Beg, borrow or steal a reservation at this Michelin-starred Franco-Chinese restaurant near Les Halles that's unlike anywhere else you'll eat in Paris. The tranquil, stylish dining room, newly located on the swanky rue St. Honoré after moving from the original space on nearby rue Sauva (now a tea house and takeout spinoff called Boutique yam'Tcha), showcases chef Adeline Grattard's inventive take on fusion cuisine. Savor umami-rich dishes like wok-fried langoustines with duck egg, lettuce cream and tomatoes, and don't miss the restaurant's habit-forming bao (steamed buns) stuffed with Stilton cheese and pickled cherries. Tasting menus can be paired with wine or tea, the latter carefully selected by Grattard's Hong Kong-born husband Chi Wah Chan.

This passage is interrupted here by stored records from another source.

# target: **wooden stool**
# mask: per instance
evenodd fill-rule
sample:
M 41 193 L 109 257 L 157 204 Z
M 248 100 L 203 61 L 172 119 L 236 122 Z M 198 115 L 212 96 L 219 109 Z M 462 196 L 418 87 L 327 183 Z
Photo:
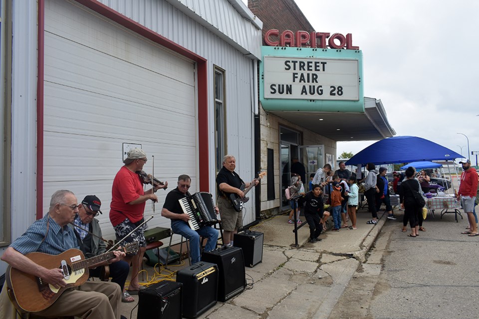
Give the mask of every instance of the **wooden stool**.
M 170 244 L 168 245 L 168 252 L 166 254 L 166 260 L 165 263 L 165 268 L 168 268 L 168 259 L 170 258 L 170 250 L 171 249 L 171 241 L 173 239 L 173 235 L 175 235 L 175 233 L 173 232 L 173 230 L 171 230 L 171 235 L 170 236 Z M 178 235 L 180 235 L 178 234 Z M 183 254 L 183 238 L 185 238 L 185 243 L 186 244 L 186 251 L 188 255 L 188 262 L 190 265 L 191 265 L 191 257 L 190 256 L 190 246 L 188 243 L 188 240 L 186 238 L 184 237 L 181 235 L 181 241 L 180 242 L 180 260 L 179 262 L 181 262 L 181 257 Z
M 157 253 L 158 253 L 158 258 L 160 258 L 160 247 L 161 247 L 163 245 L 163 243 L 162 242 L 160 241 L 159 240 L 157 241 L 152 241 L 146 245 L 146 249 L 145 250 L 145 251 L 146 251 L 147 250 L 150 250 L 150 249 L 156 249 L 158 250 L 157 250 Z M 141 270 L 144 270 L 143 263 L 141 263 Z M 145 273 L 143 272 L 142 272 L 141 273 L 141 280 L 142 281 L 145 281 Z

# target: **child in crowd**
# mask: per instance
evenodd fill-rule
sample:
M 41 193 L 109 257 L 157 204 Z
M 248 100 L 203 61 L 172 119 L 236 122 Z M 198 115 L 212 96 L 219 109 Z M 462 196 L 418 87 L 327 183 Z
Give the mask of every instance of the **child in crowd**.
M 309 226 L 309 242 L 320 241 L 318 236 L 323 230 L 321 218 L 323 217 L 324 202 L 321 195 L 322 190 L 319 185 L 313 185 L 312 191 L 304 198 L 304 217 Z
M 308 187 L 308 190 L 311 191 L 313 190 L 313 178 L 314 178 L 314 173 L 312 173 L 309 175 L 309 187 Z
M 293 176 L 291 178 L 291 184 L 289 186 L 289 193 L 290 196 L 293 197 L 299 194 L 299 191 L 301 190 L 303 183 L 301 182 L 301 179 L 297 176 Z M 297 223 L 301 224 L 303 222 L 299 219 L 299 209 L 298 208 L 298 202 L 297 200 L 290 200 L 289 204 L 291 205 L 291 212 L 289 213 L 289 220 L 288 221 L 288 224 L 292 224 L 293 215 L 294 214 L 294 209 L 296 208 L 296 219 L 297 220 Z
M 348 199 L 348 214 L 352 226 L 349 227 L 350 229 L 357 229 L 356 227 L 356 211 L 358 208 L 358 203 L 359 198 L 359 186 L 358 186 L 358 181 L 356 177 L 351 176 L 349 178 L 349 193 Z
M 341 197 L 342 198 L 341 201 L 341 217 L 343 221 L 341 228 L 346 228 L 348 227 L 346 213 L 347 213 L 348 192 L 349 191 L 349 186 L 345 180 L 341 180 L 338 175 L 333 176 L 333 181 L 338 183 L 341 187 Z
M 331 193 L 331 207 L 332 207 L 333 222 L 334 228 L 333 230 L 339 231 L 341 228 L 341 187 L 337 181 L 333 182 L 333 191 Z

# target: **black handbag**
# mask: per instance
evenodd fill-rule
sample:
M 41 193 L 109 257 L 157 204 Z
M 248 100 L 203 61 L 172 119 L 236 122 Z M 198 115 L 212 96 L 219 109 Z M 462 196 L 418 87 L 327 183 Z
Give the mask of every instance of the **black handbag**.
M 403 186 L 404 186 L 404 185 L 403 185 Z M 416 202 L 416 204 L 421 208 L 424 207 L 426 205 L 426 201 L 424 200 L 424 197 L 421 195 L 419 192 L 413 189 L 410 185 L 408 185 L 408 186 L 409 187 L 409 189 L 411 190 L 411 192 L 413 193 L 413 196 L 414 197 L 414 201 Z

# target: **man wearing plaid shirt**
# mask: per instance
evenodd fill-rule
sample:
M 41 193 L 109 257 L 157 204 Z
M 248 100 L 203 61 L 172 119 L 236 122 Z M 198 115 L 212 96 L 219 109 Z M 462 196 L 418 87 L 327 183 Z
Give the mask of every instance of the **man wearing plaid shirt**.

Is it a restaurant? A wine bar? A cool lounging spot? Who cares when the vibe is as cool as it as at Les Chouettes (The Owls, in French). This three-story restaurant in the Haut-Marais makes brilliant use of its Art Deco space, with a soaring glass atrium, dramatic spiral staircase, moody lounge and a classic brasserie room with tiled floors, leather banquettes and mirrored walls, all courtesy of Barcelona-based designer Lázaro Rosa Violán. Plates on the daily menu might include comfort food dishes like roasted chicken with crisp potatoes, veal with polenta or tagliatelle with truffle cream sauce.
Le Bistrot Paul Bert
While the interiors themselves are more shabby chic than cutting-edge, Le Bistrot Paul Bert is consistently rated by gourmands as a prime example of the authentic, convivial Paris bistro. Located in the fashionable 11th arrondissement on rue Paul Bert, the menu at this cozy spot—a former butcher shop—features staples like côte de boeuf, poisson meunière (Julia Child's favorite), and milk-fed pork slow-cooked with apricots, prunes and almonds. Prices are reasonable too, considering the quality of the food and the fab locale.
The Fish Club
From the brilliant minds that brought you the globe-spanning Experimental Cocktail Club empire comes this darling seafood spot in the 1st arrondissement. Slide into one of the cozy banquettes in the breezy, blue-hued dining room and peruse the menu (which also doubles as the place mat), deciding between the comforting and familiar—fried fish served with home-made tartare sauce; squid a la plancha—or the slightly more avant garde (grilled octopus with beets and tarragon cream). Or go all out and splurge one of the decadent seafood platters: choose from "red," featuring lobster, shrimp and prawns and ‘grey,’ with oysters, clams and whelks.